更に言えば、マッスルキングダムにてヒーヨワーと一騎打ちをしたのもバタフライだった。まさに両者にとって因縁の筋肉対決とも言えるだろう。
――良い筋肉をしているからと言って、心根が悪ければ問題大アリだぜ! その事をあいつに知らしめようじゃないか相棒よぉ!
グリーンマッチョの心の声が周囲に漏れ出してこだましてもいた。
「バタフライ……」
クリスタル・オーシャンが静かに補助魔法をバタフライにかける。回復系統の魔法らしかった。それに倣ってプリンセスも黄金色の魔力をバタフライに分け与えようとしていた。
だがバタフライは向き直り、それを静かに断った。
キャシーは残っていた魔力を振り絞り、結界の内部にステージを構築した。年末のプロレスやボクシングのリングに酷似したものだった。

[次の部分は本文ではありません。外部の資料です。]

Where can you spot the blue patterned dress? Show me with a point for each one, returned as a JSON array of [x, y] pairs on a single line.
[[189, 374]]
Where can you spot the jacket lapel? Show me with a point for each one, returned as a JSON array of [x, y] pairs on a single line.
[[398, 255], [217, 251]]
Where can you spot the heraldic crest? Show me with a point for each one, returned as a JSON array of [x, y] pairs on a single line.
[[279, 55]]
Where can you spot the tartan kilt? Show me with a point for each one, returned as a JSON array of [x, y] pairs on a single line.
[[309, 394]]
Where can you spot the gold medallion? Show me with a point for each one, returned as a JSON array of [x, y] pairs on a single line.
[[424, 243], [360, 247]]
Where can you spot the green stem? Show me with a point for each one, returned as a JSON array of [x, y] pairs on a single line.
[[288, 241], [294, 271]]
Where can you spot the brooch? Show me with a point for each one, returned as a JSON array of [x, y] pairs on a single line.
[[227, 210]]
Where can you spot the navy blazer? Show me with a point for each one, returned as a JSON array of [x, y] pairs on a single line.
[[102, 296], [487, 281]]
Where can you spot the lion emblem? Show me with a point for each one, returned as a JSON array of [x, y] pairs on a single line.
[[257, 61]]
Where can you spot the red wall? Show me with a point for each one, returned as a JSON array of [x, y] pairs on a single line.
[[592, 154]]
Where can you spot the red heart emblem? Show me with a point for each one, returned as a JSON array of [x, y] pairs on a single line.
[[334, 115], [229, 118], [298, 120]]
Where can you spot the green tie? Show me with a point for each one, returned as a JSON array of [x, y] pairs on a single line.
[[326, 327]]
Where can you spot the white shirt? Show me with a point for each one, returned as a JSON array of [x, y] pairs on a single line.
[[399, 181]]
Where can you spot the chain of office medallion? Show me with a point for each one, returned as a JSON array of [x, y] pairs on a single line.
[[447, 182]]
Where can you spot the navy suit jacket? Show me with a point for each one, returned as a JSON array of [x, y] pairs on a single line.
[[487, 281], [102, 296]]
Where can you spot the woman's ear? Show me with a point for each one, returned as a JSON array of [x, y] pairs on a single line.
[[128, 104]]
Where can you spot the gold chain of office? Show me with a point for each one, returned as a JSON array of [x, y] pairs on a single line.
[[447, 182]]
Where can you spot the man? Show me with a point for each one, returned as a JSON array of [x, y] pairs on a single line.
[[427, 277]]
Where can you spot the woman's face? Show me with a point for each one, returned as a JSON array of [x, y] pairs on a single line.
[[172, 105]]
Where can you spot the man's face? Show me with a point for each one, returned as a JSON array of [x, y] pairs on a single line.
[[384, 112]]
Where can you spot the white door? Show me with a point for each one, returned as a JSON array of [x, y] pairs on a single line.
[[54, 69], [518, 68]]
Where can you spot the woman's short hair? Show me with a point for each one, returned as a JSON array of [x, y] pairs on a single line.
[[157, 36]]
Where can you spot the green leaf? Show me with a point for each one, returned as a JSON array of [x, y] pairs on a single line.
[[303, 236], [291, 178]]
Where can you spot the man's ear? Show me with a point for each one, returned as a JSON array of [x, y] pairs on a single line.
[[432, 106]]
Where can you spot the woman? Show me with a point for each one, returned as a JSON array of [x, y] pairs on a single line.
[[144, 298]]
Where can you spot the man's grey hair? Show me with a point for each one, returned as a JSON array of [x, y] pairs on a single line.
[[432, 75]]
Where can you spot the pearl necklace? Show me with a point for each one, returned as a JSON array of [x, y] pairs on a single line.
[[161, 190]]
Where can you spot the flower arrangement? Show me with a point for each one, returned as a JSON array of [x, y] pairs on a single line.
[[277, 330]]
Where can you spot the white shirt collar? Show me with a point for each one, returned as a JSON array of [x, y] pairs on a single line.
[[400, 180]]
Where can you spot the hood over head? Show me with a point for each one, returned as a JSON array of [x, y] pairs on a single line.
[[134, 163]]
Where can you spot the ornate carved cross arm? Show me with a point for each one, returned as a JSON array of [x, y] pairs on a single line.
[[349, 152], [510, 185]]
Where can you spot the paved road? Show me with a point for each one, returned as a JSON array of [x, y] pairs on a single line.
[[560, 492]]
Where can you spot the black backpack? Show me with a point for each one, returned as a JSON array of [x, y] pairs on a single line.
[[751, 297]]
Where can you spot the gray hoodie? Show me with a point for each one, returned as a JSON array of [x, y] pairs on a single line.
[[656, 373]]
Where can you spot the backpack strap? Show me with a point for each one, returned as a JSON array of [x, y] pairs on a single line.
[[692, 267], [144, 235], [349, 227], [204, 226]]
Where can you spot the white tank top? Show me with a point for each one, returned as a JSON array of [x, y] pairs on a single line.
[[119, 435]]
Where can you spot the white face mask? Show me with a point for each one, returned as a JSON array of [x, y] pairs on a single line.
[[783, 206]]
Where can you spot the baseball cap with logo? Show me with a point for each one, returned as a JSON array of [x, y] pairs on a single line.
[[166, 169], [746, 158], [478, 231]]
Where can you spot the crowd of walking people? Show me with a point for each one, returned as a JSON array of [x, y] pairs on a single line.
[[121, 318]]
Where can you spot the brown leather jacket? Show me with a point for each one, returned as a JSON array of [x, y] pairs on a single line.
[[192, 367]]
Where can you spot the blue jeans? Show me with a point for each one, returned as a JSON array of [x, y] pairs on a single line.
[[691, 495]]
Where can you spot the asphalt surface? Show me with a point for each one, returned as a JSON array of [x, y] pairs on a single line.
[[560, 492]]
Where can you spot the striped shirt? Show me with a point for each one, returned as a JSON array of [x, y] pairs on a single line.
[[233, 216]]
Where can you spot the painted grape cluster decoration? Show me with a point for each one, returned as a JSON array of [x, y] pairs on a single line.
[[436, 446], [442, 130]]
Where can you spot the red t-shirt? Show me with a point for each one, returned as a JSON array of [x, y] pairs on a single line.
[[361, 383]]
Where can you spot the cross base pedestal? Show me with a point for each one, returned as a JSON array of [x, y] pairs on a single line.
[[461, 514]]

「このリングの中は魔法の力は干渉できない……筋肉の強さだけが物を言う。それでも構わぬか? おじけづいたんじゃあないのか?」
「そんな事は無いわ!(胸が熱くなるぜ)」
二人は意気揚々とリングの中に入っていった。ひとまず筋肉を駆使した格闘技……要はデスマッチが繰り広げられるという事である。魔法少女たちと金上は、勝負の行方をリングの外から見守るほかなかった。やはり魔法の力なのか、リングの内部へは干渉できそうになかったから。
「それでは試合を始め、ま……」
司会役を買って出たイノセントは、試合開始の宣言をしようとした所で言葉を詰まらせた。そんな……何て事……そんな言葉さえ彼女の口から漏れだしている。彼女が視線を向けているのは結界の外だ。魔法少女とマッチョたちの影響から隔絶された安全な場所であるはずのそこを、しかしイノセントは驚愕の眼差しを向けていた。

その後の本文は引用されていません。